Figure 1 illustrates the proposed methodology for developing an HRI platform, which comprises five levels. These levels are as follows: (1) user, (2) data acquisition and processing, (3) decentralized multimodal control server (DMCS), (4) MQTT broker, and (5) cell components.
At the user level, instructions are provided for manipulating the cell components. These instructions can be given in different modes, including speech or hand-based gestures. Furthermore, these instructions can be accessed by multiple devices, even simultaneously.
At the next level, the acquisition of user instructions is conducted via the implementation of input devices, such as standard microphones, LMC devices, and TS2 devices (for technical specifications, refer to
Table 1).
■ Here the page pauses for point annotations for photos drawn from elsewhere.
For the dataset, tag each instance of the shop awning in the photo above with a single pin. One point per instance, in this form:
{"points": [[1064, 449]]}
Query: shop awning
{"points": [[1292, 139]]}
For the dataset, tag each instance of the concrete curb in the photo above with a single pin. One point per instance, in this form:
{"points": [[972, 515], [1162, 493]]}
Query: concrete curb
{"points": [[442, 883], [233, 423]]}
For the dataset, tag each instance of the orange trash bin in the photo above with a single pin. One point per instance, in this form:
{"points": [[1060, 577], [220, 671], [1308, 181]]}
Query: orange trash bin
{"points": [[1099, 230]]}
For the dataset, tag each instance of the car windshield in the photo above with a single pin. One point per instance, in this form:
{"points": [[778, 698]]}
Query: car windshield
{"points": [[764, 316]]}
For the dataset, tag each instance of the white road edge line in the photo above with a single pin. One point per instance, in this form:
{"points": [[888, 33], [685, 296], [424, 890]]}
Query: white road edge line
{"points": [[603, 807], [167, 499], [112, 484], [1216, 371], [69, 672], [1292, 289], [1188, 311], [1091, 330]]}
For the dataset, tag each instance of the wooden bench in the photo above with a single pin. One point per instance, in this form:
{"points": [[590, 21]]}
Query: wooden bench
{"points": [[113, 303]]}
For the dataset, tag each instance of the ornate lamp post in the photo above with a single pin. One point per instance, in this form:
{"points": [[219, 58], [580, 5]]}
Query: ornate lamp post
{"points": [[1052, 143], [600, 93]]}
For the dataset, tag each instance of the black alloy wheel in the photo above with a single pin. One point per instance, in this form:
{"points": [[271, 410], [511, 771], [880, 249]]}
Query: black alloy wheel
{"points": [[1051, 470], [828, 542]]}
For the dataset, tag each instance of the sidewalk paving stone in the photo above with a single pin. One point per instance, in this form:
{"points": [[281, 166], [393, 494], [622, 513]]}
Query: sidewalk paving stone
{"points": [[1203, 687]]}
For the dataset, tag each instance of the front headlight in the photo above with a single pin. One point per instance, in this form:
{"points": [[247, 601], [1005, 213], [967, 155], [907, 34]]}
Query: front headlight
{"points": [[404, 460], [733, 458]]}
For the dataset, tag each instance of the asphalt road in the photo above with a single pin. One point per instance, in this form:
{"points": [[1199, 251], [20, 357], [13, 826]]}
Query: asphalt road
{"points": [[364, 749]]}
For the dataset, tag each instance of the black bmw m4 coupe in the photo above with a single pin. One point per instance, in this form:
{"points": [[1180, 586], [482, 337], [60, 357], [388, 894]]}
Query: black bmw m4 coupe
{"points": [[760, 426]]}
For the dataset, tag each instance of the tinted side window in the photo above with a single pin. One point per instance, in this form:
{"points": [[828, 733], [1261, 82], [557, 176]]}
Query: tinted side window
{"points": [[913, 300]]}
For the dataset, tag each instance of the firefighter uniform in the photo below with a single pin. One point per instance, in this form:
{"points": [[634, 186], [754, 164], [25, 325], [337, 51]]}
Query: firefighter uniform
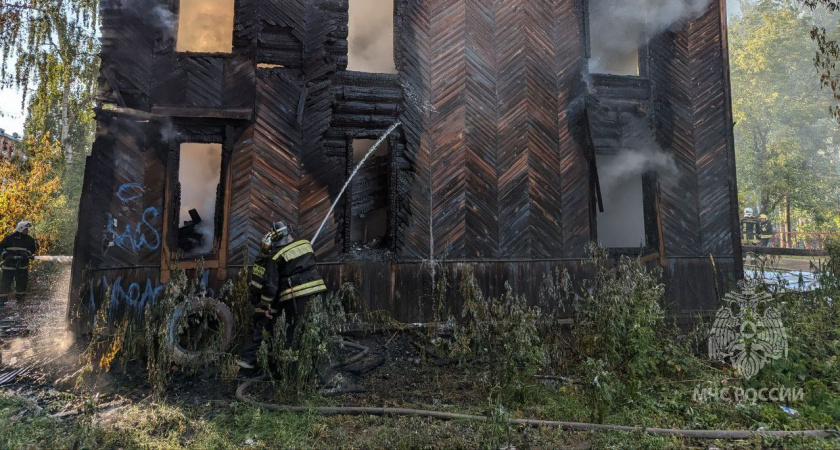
{"points": [[283, 280], [16, 251], [764, 231], [749, 231]]}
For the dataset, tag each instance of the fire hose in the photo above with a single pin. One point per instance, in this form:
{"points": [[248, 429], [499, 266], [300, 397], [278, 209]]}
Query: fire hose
{"points": [[535, 423]]}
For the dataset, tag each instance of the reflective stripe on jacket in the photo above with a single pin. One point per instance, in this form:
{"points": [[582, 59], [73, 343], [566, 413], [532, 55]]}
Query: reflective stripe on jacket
{"points": [[765, 230], [16, 251], [284, 274]]}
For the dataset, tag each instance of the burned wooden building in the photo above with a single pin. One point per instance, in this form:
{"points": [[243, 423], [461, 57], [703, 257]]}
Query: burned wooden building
{"points": [[518, 144]]}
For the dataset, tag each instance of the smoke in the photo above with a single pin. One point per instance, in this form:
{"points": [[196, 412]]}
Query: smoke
{"points": [[371, 36], [622, 224], [149, 12], [199, 175], [618, 27], [50, 338], [206, 26], [631, 164]]}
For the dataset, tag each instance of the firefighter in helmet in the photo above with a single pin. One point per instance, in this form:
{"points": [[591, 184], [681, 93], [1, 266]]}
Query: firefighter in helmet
{"points": [[749, 228], [283, 280], [764, 230], [16, 251]]}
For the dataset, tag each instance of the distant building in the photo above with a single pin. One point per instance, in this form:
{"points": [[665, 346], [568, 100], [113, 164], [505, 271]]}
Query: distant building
{"points": [[8, 144]]}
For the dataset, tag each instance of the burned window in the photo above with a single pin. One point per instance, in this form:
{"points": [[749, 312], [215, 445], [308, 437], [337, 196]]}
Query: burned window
{"points": [[622, 223], [205, 26], [371, 36], [615, 33], [369, 210], [199, 176]]}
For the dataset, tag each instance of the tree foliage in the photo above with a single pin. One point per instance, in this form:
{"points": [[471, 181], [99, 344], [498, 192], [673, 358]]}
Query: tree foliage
{"points": [[50, 53], [31, 188], [786, 145]]}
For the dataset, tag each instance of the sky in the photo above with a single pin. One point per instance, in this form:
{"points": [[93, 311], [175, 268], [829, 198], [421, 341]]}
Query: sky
{"points": [[12, 118]]}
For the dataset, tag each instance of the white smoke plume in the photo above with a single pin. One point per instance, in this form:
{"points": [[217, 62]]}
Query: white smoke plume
{"points": [[618, 27], [150, 12], [371, 36], [199, 175], [629, 164]]}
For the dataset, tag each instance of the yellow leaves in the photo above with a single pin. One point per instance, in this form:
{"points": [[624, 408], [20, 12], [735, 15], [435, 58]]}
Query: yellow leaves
{"points": [[30, 186]]}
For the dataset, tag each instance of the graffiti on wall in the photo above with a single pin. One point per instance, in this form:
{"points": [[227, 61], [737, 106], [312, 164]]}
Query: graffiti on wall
{"points": [[134, 296], [133, 237], [122, 296]]}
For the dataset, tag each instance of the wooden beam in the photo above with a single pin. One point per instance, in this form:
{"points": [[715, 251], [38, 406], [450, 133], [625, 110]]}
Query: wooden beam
{"points": [[204, 113]]}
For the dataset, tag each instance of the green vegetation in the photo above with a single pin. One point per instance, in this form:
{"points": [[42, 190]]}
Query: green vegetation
{"points": [[49, 51], [785, 139], [619, 361]]}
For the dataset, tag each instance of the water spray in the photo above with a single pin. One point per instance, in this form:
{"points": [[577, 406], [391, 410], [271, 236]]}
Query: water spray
{"points": [[353, 175]]}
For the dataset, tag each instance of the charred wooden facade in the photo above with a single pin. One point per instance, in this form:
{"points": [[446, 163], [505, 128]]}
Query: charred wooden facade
{"points": [[493, 167]]}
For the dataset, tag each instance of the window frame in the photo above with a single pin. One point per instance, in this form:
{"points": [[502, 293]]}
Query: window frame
{"points": [[644, 47], [217, 259], [177, 12], [350, 164]]}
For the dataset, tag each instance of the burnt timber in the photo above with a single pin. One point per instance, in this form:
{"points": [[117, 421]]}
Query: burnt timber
{"points": [[491, 170]]}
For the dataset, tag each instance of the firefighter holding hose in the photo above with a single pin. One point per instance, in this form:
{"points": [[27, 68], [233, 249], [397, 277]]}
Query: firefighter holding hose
{"points": [[283, 280], [16, 251]]}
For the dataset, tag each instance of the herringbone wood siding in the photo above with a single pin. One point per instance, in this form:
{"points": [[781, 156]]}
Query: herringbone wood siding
{"points": [[497, 132], [687, 75]]}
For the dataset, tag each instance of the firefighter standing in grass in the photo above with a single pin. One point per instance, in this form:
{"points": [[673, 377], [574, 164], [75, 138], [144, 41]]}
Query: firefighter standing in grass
{"points": [[749, 228], [764, 230], [16, 251], [283, 280]]}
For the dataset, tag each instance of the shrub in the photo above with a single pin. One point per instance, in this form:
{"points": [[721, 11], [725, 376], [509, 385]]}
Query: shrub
{"points": [[498, 337]]}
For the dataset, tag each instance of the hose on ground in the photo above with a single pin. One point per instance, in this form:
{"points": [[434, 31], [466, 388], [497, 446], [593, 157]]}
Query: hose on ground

The LMC device serves as an interface that enables users to control components through gestures and hand/finger movements in the air, obviating the necessity for physical contact with the device. The TS2 is a device placed on the hand as a set of rings connected to the fingers. Its purpose is to facilitate interaction with electronic devices through gestures. The data obtained from both devices are subjected to processing in order to facilitate the recognition of gestures through the utilization of deep learning (DL) techniques.
The LMC and TS2 devices offer several advantages in the context of HRI platforms, including real-time responsiveness and touchless interaction. These features enhance the usability and functionality, which in turn facilitate a more natural and intuitive HRI. Both devices provide high-resolution tracking of hand movements with sub-millimeter accuracy, which is essential for applications requiring precise inputs, such as robotic manipulation or teleoperation. Furthermore, they have low latency and fast processing, ensuring user-friendly interactions. It is also important to mention that software development kits (SDKs) are available for both devices, allowing for customized interactions.
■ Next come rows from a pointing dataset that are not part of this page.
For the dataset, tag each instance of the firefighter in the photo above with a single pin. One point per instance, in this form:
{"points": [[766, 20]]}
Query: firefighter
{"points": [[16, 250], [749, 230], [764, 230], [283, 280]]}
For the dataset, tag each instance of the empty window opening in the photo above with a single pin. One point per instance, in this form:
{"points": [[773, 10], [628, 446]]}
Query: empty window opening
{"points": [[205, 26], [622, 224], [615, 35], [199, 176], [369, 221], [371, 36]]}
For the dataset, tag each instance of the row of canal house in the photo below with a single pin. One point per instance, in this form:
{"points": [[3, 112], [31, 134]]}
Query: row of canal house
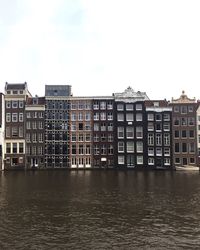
{"points": [[123, 130]]}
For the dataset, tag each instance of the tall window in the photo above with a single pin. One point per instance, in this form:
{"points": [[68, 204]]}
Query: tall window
{"points": [[150, 139], [167, 139], [129, 132], [120, 147], [139, 146], [8, 117], [139, 132], [120, 131]]}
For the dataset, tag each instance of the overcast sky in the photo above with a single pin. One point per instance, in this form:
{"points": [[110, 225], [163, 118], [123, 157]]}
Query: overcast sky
{"points": [[102, 46]]}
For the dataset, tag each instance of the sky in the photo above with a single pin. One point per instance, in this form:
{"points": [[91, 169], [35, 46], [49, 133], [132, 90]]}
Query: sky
{"points": [[100, 47]]}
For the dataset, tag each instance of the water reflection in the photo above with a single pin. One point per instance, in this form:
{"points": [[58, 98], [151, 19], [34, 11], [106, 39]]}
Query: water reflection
{"points": [[99, 210]]}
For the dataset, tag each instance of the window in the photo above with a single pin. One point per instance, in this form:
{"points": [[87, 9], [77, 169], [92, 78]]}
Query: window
{"points": [[14, 148], [21, 104], [158, 126], [110, 149], [80, 137], [167, 151], [103, 149], [150, 151], [40, 137], [129, 106], [7, 131], [8, 104], [120, 107], [34, 137], [110, 137], [158, 139], [150, 139], [167, 161], [129, 132], [130, 146], [21, 117], [158, 117], [96, 116], [81, 149], [184, 121], [138, 106], [176, 109], [87, 137], [73, 116], [139, 159], [40, 125], [138, 117], [21, 134], [88, 150], [103, 126], [21, 148], [120, 117], [166, 117], [102, 105], [103, 137], [184, 147], [191, 147], [73, 126], [14, 117], [129, 117], [80, 126], [14, 104], [158, 151], [28, 137], [110, 105], [120, 159], [73, 149], [8, 117], [150, 117], [96, 105], [191, 121], [73, 138], [34, 125], [139, 132], [192, 160], [177, 147], [96, 137], [96, 149], [87, 116], [183, 109], [103, 116], [120, 131], [176, 121], [166, 127], [8, 148], [166, 139], [150, 126], [184, 133], [110, 116], [150, 161], [139, 146], [87, 126], [120, 147], [176, 133], [190, 109], [80, 116], [110, 126], [14, 131]]}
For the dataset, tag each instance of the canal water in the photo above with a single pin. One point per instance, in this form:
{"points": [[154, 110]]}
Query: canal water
{"points": [[99, 210]]}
The data obtained from the input devices are then transferred to processing units, from now on referred to as data transcoders (DTs). The LMC and TS2 data are processed using an Intel NUC 11. In contrast, a Jetson AGX Orin was employed to process the data obtained from the audio devices.
Table 2 presents the technical specifications of the two DTs. The DMCS also requires specific user data for identification purposes, such as biometric data, sensor index, and interaction name. Furthermore, specialized software was implemented in the DTs for device communication, data processing (e.g., hand gesture recognition/interpretation and natural language processing), and the construction of the DMCS.
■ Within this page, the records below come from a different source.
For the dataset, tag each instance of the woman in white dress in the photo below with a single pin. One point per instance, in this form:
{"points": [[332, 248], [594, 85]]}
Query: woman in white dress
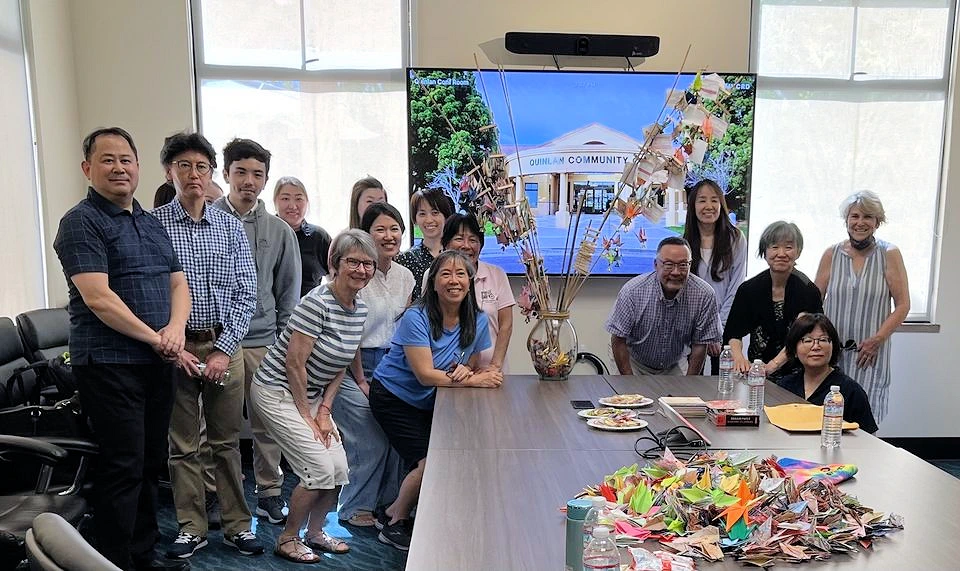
{"points": [[859, 277]]}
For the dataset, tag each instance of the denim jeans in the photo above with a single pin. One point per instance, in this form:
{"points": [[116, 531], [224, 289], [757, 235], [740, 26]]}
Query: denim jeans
{"points": [[374, 466]]}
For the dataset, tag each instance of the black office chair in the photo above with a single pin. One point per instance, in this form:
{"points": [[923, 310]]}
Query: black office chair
{"points": [[45, 333], [54, 545], [18, 509], [590, 360], [11, 359]]}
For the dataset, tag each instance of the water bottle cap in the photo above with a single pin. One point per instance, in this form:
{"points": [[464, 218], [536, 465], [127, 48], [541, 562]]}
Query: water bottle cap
{"points": [[577, 509]]}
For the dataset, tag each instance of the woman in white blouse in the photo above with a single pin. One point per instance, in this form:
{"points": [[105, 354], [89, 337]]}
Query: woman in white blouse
{"points": [[374, 466]]}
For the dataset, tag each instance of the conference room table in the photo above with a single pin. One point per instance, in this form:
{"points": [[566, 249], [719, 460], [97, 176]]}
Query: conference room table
{"points": [[503, 462]]}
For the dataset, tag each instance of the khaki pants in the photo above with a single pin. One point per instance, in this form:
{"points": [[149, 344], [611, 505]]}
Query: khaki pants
{"points": [[222, 412], [266, 452]]}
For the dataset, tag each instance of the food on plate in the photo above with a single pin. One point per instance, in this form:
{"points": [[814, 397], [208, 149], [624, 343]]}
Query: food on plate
{"points": [[625, 399]]}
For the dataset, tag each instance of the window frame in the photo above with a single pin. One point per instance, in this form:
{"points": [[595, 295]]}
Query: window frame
{"points": [[204, 71], [852, 87]]}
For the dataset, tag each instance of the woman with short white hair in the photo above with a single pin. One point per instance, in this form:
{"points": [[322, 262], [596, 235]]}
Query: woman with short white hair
{"points": [[859, 277], [295, 387]]}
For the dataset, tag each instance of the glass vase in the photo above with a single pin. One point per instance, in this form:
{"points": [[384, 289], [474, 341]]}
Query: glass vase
{"points": [[553, 346]]}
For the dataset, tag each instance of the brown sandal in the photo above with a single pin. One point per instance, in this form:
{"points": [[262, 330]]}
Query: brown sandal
{"points": [[324, 542], [301, 553]]}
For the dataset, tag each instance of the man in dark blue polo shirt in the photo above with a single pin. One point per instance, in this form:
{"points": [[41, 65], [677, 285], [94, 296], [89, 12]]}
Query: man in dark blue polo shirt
{"points": [[129, 304]]}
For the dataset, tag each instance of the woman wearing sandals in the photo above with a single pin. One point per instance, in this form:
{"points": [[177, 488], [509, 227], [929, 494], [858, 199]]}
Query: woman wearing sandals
{"points": [[295, 386], [374, 466], [437, 344]]}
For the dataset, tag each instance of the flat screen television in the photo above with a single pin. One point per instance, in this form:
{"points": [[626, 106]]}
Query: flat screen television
{"points": [[570, 134]]}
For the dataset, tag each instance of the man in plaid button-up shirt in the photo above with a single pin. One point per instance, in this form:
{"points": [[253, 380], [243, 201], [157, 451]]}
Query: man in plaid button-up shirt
{"points": [[216, 258], [658, 315]]}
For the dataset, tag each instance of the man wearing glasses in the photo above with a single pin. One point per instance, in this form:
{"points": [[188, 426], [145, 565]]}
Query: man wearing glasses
{"points": [[658, 315], [129, 302], [216, 258], [276, 256]]}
Table 3 shows the software specifications.
DTs were selected on the basis of their high computational performance and their efficacy in processing large amounts of data in real time, due to their edge AI capabilities and their capacity to optimize latency. It is also noteworthy that these devices consume considerably less energy than traditional architectural solutions, which is an additional advantage.
The next level, referred to as decentralized multimodal control, oversees all interactions between users and components within the manufacturing cell. The manipulation requests from the speech and gesture recognition systems are then processed. The requests are then filtered according to the level of permissions and privileges that the users have been granted. Furthermore, requests are addressed to prevent complications during the execution of tasks. Conversely, a container network was constructed using TCP sockets (through port 5000) for communication between the DTs and the containerized server, thereby enabling these devices to establish a connection with the Docker server. The server platform is based on Node.js technology, which serves as the central processing point with a relational database. Asynchronous queries are employed to facilitate efficient access for real-time verification of user permissions. All interactions, requests, and actions are recorded in an event log.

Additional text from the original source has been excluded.